HKU HKU Dept of Statistics & Actuarial Science, HKU
 
 

Seminar by Dr. Zhenke WU from Department of Biostatistics, University of Michigan


DateMonday, 24 July 2023
Time4:45 p.m. – 5:45 p.m.
Venuein RR301, Run Run Shaw Building
 
TitleTree-regularized bayesian latent class analysis: Improving weakly separated dietary pattern subtyping in small-sized subpopulations
Abstract

Dietary patterns synthesize multiple related diet components, which can be used by nutrition researchers to examine diet-disease relationships. Latent class models (LCMs) have been used to derive dietary patterns from dietary intake assessment, where each class profile represents the probabilities of exposure to a set of diet components.
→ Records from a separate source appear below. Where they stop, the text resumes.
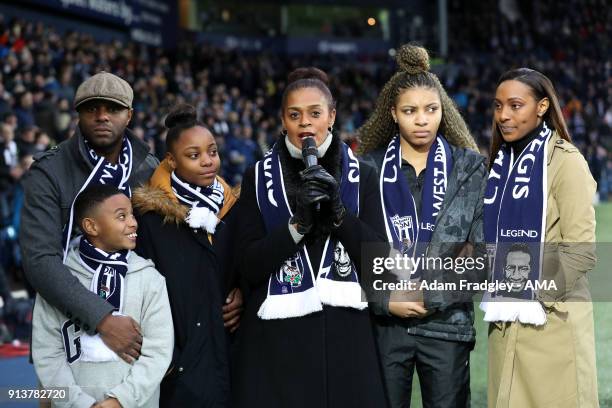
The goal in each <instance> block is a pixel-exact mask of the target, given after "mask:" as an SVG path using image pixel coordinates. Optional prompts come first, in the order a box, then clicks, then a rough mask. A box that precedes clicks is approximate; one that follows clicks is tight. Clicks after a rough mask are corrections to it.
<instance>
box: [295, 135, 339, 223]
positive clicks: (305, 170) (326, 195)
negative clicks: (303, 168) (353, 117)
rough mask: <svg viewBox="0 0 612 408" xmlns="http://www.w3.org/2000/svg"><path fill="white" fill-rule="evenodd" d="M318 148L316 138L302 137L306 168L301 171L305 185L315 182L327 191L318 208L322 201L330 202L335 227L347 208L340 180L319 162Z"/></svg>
mask: <svg viewBox="0 0 612 408" xmlns="http://www.w3.org/2000/svg"><path fill="white" fill-rule="evenodd" d="M317 153H318V152H317V148H316V144H315V140H314V138H311V137H307V138H304V139H302V157H303V159H304V164H305V165H306V169H305V170H304V171H302V172H301V173H300V176H301V177H302V180H303V181H304V185H310V183H314V184H313V185H316V186H317V188H318V189H323V191H324V192H325V193H326V194H325V196H322V197H321V199H320V200H318V201H316V202H317V208H318V207H319V206H320V204H318V203H320V202H327V201H328V202H329V205H330V210H331V214H332V222H333V227H334V228H338V227H339V226H340V225H341V224H342V221H343V220H344V216H345V215H346V208H345V207H344V204H343V203H342V199H341V197H340V185H339V184H338V181H336V179H335V178H334V177H333V176H332V175H331V174H329V173H328V172H327V170H325V169H324V168H323V167H322V166H320V165H318V164H317Z"/></svg>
However, LCM-derived dietary patterns can exhibit strong similarities, or weak separation, resulting in numerical and inferential instabilities that challenge scientific interpretation. This issue is exacerbated in small-sized subpopulations. To address these issues, we provide a simple solution that empowers LCMs to improve dietary pattern estimation. We develop a tree-regularized Bayesian LCM that shares statistical strength between dietary patterns to make better estimates using limited data. This is achieved via a Dirichlet diffusion tree process that specifies a prior distribution for the unknown tree over classes. Dietary patterns that share proximity to one another in the tree are shrunk towards ancestral dietary patterns a priori, with the degree of shrinkage varying across pre-specified food groups. Using dietary intake data from the Hispanic Community Health Study/Study of Latinos, we apply the proposed approach to a sample of 496 US adults of South American ethnic background to identify and compare dietary patterns. This is joint work with PhD student Mengbing Li (UMich Biostat) and Professor Briana Stephenson (Harvard Biostat).

About the speaker

Dr. Wu is an Associate Professor in the Department of Biostatistics at the University of Michigan. He obtained his PhD from Johns Hopkins University in 2014. His research is motivated by biomedical and public health problems and is centred on the design and application of statistical methods that inform health decisions made by individuals, or precision medicine. Towards this goal, he focuses on two lines of methodological research: a) structured Bayesian latent variable models for clustering and disease subtyping, and b) study design and causal methods for evaluating sequential interventions that tailor to individuals' changing circumstances such as in mobile health studies.